Paul teaches us in the book of Romans that all of creation is groaning with this curse, still in effect after all these years. I wonder about the extent of the Fall, but evidently it radically changed the animal kingdom, and perhaps even the plant kingdom. We get some hint of the changes when we are told in Isaiah that he who dies at one hundred will be thought to be cursed, and when we are told twice that (chapter 11 and 65) the lion will eat straw like the ox. During the time of restoration, the time of the Lord’s rule on earth, the earth will evidently get many of the characteristics of garden back.

But I should not leave the topic of original sin without talking more about its effect on all of mankind. Romans teaches us that by one man sin entered the world, so that all men are sinners. From a Christian perspective every lifestyle is sinful, if it be apart from repentance at the foot of the cross. Men have scattered their plans and dreams across the world, but all of it is as vapor unless they believe God for their redemption.

Our world is a fallen one, and I have long noted that for every problem men of good conscience try to fix, twenty more seem to spring up unbidden. Redemption by our own efforts will never work, and those who insist on working out their own salvation in this world will doom themselves and their followers to perdition. It is the lot of men to be born into sin, but it is the grace of God to redeem men from their fallen state. Through the provision of the death of Christ on the cross, the redemption of man is finally solved, taking nothing of the efforts of man, but is totally complete and sufficient in and of itself. Says Chafer, “Grace means pure unrecompensed kindness and favor. What is done in grace is done graciously. From this exact meaning there can be no departure; otherwise grace ceases to be grace.”1

The biggest lie of the serpent in our day seems to be the gentle urge for people to never consider their sin before God. Instead they are told only of a gentle God likened unto a benevolent grandfather who will weigh their good acts with their bad acts, and who is known to “fudge” the scales with his thumb. Those who live out their lives never considering their need will find themselves meeting a God who loves them and has provided redemption for them, but because he is a holy and just God, will condemn them because of their refusal of redemption. “He that believeth on him is not condemned: but he that believeth not is condemned already, because he hath not believed in the name of the only begotten Son of God” (John 3:18).

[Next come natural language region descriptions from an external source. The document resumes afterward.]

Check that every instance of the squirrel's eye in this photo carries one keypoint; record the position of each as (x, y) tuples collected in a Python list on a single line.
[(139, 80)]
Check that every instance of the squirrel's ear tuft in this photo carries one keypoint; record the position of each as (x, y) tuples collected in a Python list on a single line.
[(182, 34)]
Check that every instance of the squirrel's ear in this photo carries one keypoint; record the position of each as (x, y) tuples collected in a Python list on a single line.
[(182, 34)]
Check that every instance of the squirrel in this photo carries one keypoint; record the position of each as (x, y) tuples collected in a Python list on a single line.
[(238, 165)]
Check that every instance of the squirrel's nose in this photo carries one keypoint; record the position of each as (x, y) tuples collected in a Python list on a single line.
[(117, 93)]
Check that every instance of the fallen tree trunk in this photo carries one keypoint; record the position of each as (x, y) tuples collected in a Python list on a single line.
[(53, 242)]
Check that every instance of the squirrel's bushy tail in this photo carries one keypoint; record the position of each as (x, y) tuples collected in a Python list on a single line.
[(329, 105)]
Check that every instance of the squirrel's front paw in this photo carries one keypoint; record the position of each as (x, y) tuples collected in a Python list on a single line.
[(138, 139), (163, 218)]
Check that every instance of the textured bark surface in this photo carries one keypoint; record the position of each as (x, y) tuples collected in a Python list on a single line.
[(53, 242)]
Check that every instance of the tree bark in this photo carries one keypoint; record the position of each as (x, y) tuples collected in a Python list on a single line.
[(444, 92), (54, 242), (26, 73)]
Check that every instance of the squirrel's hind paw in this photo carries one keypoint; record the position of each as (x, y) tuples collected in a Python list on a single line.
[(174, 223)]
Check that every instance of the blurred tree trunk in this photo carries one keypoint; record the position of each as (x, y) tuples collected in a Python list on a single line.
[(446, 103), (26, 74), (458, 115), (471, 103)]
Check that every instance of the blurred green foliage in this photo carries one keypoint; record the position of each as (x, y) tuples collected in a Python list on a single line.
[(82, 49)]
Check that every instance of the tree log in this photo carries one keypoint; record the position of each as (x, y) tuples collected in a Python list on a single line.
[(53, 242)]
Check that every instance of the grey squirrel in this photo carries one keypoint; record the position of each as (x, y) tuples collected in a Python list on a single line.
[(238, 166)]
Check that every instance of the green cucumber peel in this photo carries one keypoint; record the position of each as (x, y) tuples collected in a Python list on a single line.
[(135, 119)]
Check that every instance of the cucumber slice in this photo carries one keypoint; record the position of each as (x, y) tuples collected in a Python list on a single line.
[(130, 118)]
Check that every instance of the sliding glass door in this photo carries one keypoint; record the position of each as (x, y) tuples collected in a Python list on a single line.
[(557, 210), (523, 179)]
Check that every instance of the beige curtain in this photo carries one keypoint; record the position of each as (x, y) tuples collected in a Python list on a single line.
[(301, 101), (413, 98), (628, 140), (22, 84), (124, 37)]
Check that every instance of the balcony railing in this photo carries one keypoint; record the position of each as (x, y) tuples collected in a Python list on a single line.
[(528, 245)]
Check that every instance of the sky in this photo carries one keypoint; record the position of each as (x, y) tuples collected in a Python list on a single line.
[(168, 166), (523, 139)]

A cure for original sin? Not to be had on this side of the cross. But believing God will lead to no condemnation, or rescuing from the wrath of a just God. By the cross God has mediated two superlative characteristics of his divine nature. First, he satisfies his judgment nature forever, for he has judged the sins of the world on that cross. Second, he satisfies his nature of grace and love, for all who will but look to the cross will find redemption and that forever. “God does not ignore or slight the fact of human guilt and sin; for He has met these issues perfectly and finally for all men in the death of His Son. There remains no demerit, nor degrees of demerit, to be considered or recognized. By grace there is now offered alike to all men all the infinite resources of the saving power of God.”2


1. Chafer, Lewis Sperry (2008-07-19). Grace (Kindle Locations 231-232). Taft Software, Inc.. Kindle Edition.
2. Chafer, Lewis Sperry (2008-07-19). Grace (Kindle Locations 249-251). Taft Software, Inc.. Kindle Edition.